Visa Intelligent Commerce enters ChatGPT
On June 10, 2026, at the Visa Payments Forum in San Francisco, Visa and OpenAI announced the integration of Visa Intelligent Commerce — Visa's agentic-commerce framework — into OpenAI's models. In practice, an AI agent in ChatGPT will be able to make a tokenized payment on the Visa network, at merchants that accept Visa, within limits the user sets: per-transaction cap, allowed merchant categories, approval required above a threshold. Visa brings its tokenization, authorization and fraud monitoring.
"Commerce is going to happen in many more places and in many more ways than it does today, and agents will play an increasingly important role in helping people complete tasks that involve money," said Marco Mahrus, OpenAI's head of partnerships and commerce. The difference from a saved-card checkout is sharp: the user delegates bounded authority to the agent, not a one-off "buy now" click.
Mastercard opens machine-to-machine payments
The same week, Mastercard introduced Agent Pay for Machines, in conjunction with around thirty companies including Stripe, Adyen, Global Payments, Checkout.com and Solana. The point: letting software transact with software (machine-to-machine). The cited example: a small-business owner's agent buying a domain, paying for hosting or creative assets, or setting up checkout services within a budget.
"Agent Pay for Machines will create the conditions for a superbloom of AI business models," said Jorn Lambert, Mastercard's chief product officer. "Machine payments can make it possible for services to be bought and sold among agents at fundamentally different scales than payments today — very high volumes, very small values, very fast and at extremely low latency."
Adyen Agentic: a "universal translator"
On June 16, 2026, Adyen announced Adyen Agentic, a suite of modular APIs that lets enterprises sell through conversational AI platforms without rebuilding their commerce systems for each new channel. Three layers:
- Agentic Feed: catalog, pricing and availability distributed in real time across conversational commerce environments.
- Agentic Cart: an orchestration layer that connects existing checkout, tax, fulfillment and order-management systems to conversational platforms.
- Agentic Payments: authentication, token portability, merchant-of-record preservation and risk management for agent-led transactions.
Early participants: American Express, Mastercard, Salesforce and Visa as partners; ESW, Scheels, Sézane and SharkNinja as retailers. The product is compatible with Meta's AI checkout. Notably, Adyen positions itself as an early endorser of UCP, AP2 and OpenAI's ACP at once — the deliberate bet being not to have to bet on which protocol ultimately wins.

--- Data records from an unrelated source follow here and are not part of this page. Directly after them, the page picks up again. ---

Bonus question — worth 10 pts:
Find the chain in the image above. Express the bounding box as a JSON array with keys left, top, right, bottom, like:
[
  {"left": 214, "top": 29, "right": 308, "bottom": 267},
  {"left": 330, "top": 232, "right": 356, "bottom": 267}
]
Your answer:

AP2 and Verifiable Intent join the FIDO Alliance
Upstream, on May 26, 2026, the FIDO Alliance announced that Google's Agent Payments Protocol (AP2) and Mastercard's Verifiable Intent (VI) — co-developed with Google — had been contributed to it. It is a step toward standardizing the "trust layer" of agentic payments, led by the Payments Technical Working Group, the same group that standardized passkeys.
- AP2 defines how a user's authorization is created and shared, through mandates (signed Verifiable Digital Credentials): a Checkout Mandate (what the user wants to buy and under what conditions) and a Payment Mandate (amount, instrument, timing). Each mandate moves from an Open state (constraints and goals) to a Closed state (authorization bound to a finalized cart), for both human-present and human-not-present transactions.
- Verifiable Intent turns that authorization into portable cryptographic evidence that issuers, networks and merchants can validate independently — without relying on proprietary logs.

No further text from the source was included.